Doug Cutting wrote:

Andrzej Bialecki wrote:

Doug Cutting wrote:

The graph just shows that they differ, not how much better or worse they are, since the baseline is not perfect. When the top-10 is 50% different, are those 5 different hits markedly worse matches to your eye than the five they've displaced, or are they comparable? That's what really matters.


Hmm. I'm not sure I agree with this. Your reasoning would be true if we were changing the ranking formula. But the goal IMHO with these patches is to return equally complete results, using the same ranking formula.


But we should not assume that the ranking formula is perfect. Imagine a case where the high-order bits of the score are correct and the low-order bits are random. Then an optimization which changes local orderings does not actually affect result quality.


Yes, that's true, I could accept that. In these tests the score delta was something like 20 (between the hit #1 and hit #100), and the score was falling down rapidly after the first 10 or 20 results. Now, the problem is that many results _within_ this range (i.e. still within the area with large score deltas) were missing. And this suggests that the differences were also on the high-order bits.

Please re-run the script on your index, using typical queries, and check the results. It's possible that I made a mistake somewhere, it would be good to confirm at least the trends in the raw results.
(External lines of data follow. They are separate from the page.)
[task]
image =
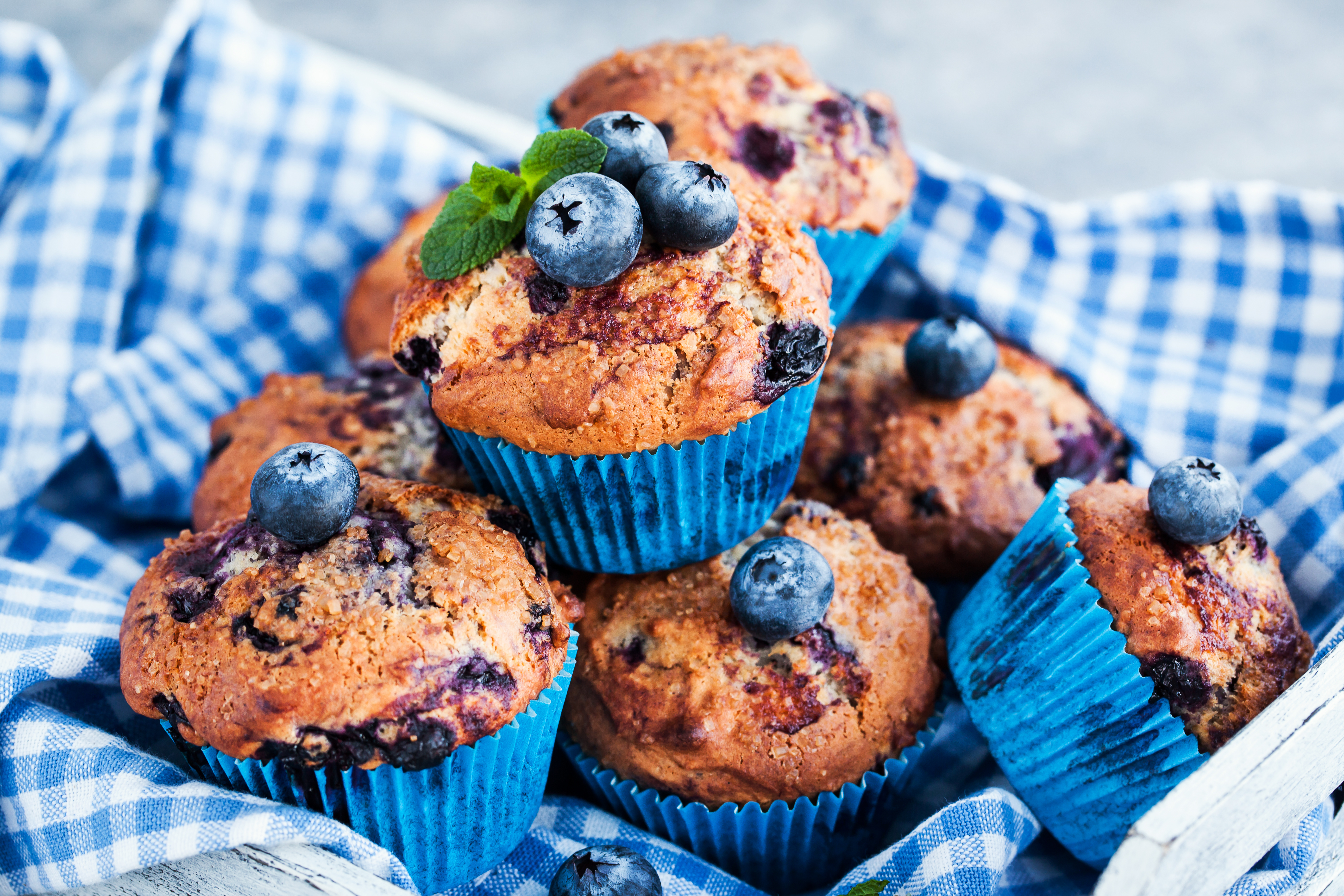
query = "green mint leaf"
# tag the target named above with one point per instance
(502, 191)
(867, 889)
(560, 154)
(464, 236)
(484, 215)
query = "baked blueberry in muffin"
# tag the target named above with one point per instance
(760, 116)
(376, 416)
(427, 624)
(674, 692)
(679, 346)
(947, 482)
(1213, 625)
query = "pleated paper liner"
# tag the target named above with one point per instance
(851, 256)
(447, 824)
(1066, 713)
(776, 848)
(654, 510)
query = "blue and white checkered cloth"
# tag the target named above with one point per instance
(194, 224)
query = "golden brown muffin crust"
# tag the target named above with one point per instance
(371, 306)
(425, 625)
(760, 116)
(947, 483)
(377, 417)
(671, 692)
(675, 349)
(1214, 627)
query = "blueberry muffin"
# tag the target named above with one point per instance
(672, 692)
(371, 304)
(377, 417)
(1212, 625)
(427, 625)
(947, 482)
(681, 346)
(760, 116)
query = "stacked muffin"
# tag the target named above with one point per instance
(624, 339)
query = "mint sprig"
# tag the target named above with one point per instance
(484, 215)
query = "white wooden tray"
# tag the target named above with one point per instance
(1195, 843)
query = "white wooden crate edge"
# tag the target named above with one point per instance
(1197, 841)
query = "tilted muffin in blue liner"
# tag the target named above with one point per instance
(833, 160)
(1100, 658)
(405, 676)
(780, 761)
(647, 422)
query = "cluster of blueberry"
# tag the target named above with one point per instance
(587, 229)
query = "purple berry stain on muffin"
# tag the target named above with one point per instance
(765, 151)
(1100, 452)
(545, 296)
(792, 357)
(420, 358)
(834, 113)
(521, 524)
(1181, 680)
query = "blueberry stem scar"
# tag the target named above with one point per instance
(564, 212)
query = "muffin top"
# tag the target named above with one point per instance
(674, 694)
(947, 483)
(681, 346)
(371, 304)
(760, 116)
(1213, 627)
(427, 625)
(377, 416)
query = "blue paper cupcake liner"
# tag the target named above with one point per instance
(654, 510)
(447, 824)
(1066, 713)
(853, 256)
(780, 848)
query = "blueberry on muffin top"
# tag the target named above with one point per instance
(947, 482)
(675, 694)
(376, 416)
(679, 346)
(760, 116)
(1212, 625)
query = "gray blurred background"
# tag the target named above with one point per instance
(1069, 99)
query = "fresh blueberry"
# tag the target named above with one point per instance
(585, 230)
(781, 588)
(951, 357)
(1195, 500)
(687, 206)
(634, 143)
(607, 871)
(304, 494)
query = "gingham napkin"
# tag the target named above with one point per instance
(195, 222)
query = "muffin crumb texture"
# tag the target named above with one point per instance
(1213, 627)
(759, 115)
(947, 483)
(427, 625)
(678, 347)
(672, 692)
(377, 416)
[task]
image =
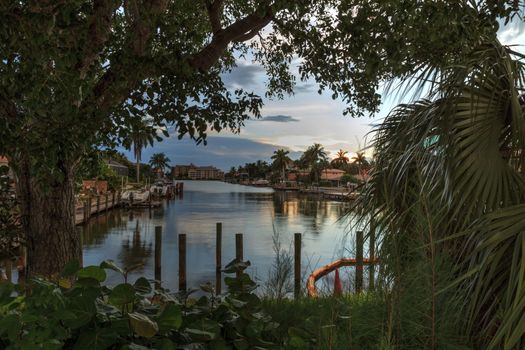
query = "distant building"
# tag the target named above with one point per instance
(332, 174)
(181, 171)
(118, 168)
(205, 173)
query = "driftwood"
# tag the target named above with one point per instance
(323, 271)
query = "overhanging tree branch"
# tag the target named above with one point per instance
(99, 30)
(242, 30)
(214, 12)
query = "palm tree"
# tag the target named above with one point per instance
(340, 159)
(315, 158)
(159, 161)
(360, 160)
(448, 192)
(281, 161)
(142, 134)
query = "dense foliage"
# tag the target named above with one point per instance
(80, 312)
(447, 194)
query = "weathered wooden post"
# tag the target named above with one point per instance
(85, 212)
(371, 255)
(81, 259)
(359, 262)
(8, 269)
(218, 259)
(297, 265)
(90, 206)
(238, 249)
(182, 262)
(158, 255)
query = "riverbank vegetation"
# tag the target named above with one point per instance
(445, 195)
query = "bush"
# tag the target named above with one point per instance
(78, 312)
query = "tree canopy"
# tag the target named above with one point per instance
(79, 74)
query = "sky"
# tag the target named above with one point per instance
(293, 123)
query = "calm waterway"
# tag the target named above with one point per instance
(128, 236)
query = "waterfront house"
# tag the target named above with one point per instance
(205, 173)
(181, 171)
(332, 175)
(118, 168)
I specifically avoided using normalized scores, instead using the absolute scores in TopDocs. And the absolute scores in both cases are exactly the same, for those results that are present.

What is wrong is that some results that should be there (judging by the ranking) are simply missing. So, it's about the recall, and the baseline index gives the best estimate.


Yes, this optimization, by definition, hurts recall. The only question is does it substantially hurt relevance at, e.g., 10 hits. If the top-10 are identical then the answer is easy: no, it does not. But if they differ, we can only answer this by looking at results. Chances are they're worse, but how much? Radically? Slightly? Noticiably?


The paper by Suel et al. which you referred to claims the top-100 as high as 98% after optimizations. What I observed were values between 0-60%, but going above this level caused a heavy performance loss.


What part of Nutch are you trying to avoid? Perhaps you could try measuring your Lucene-only benchmark against a Nutch-based one. If they don't differ markedly then you can simply use Nutch, which makes it a stronger benchmark. If they differ, then we should figure out why.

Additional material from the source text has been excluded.